Bearbeitungswut

  • Hallihallo,


    im Gegensatz zum schon vorhandenen Thread über "geklaute" Musik hier mal die andere Seite: Bearbeitungen/Instrumentation.


    gutes Beispiel: Mussorgski "Bilder einer Ausstellung"
    Instrumentationen von Ravel, Stokowski und einem Russen- der Name fällt mir momentan nicht ein.


    Brahms Klavierquartett
    Instrumentationen von Schönberg und Matthus


    Interessant vielleicht auch das Ballett "The wise virgins" von Walton (nur eine Suite erhalten, erschienen bei Chandos mit London Philharmonic/Bryden Thomson), der dort verschiedene kleine Stücke von Bach neu gestaltet.

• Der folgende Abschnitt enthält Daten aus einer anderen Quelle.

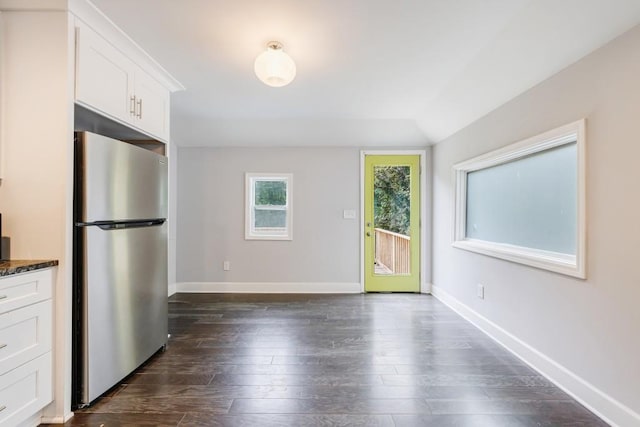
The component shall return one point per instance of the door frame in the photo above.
(425, 224)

    Habt ihr mehr für diese Liste?
    Es geht nur um echte Intrumentationen, die das Original so weit wie möglich (möglichst komplett) beachten und "nur die Klangfarben ändern".


    Thomas

  • Zitat

    Original von tomcom
    gutes Beispiel: Mussorgski "Bilder einer Ausstellung"
    Instrumentationen von Ravel, Stokowski und einem Russen- der Name fällt mir momentan nicht ein.


    Lieber Thomas,


    Du meinst wahrscheinlich Gortschakow, ich habe aber auch noch eine Funtek und eine von Caillet. Dazu kommt noch eine Bläserbearbeitung von Howarth.


    LG Peter

  • Zitat

    Original von Wulf
    Nicht zu vergessen die von Emerson, Lake & Palmer :D


    Lieber Wulf,


    die habe ich natürlich auch noch auf LP, aber kann man die als Orchesterbearbeitung bezeichnen? Für einzelne Instrumente gibt es natürlich auch noch eine Reihe, von Horowitz' Bearbeitung für Klavier bis hin zu Romanko für Bajun.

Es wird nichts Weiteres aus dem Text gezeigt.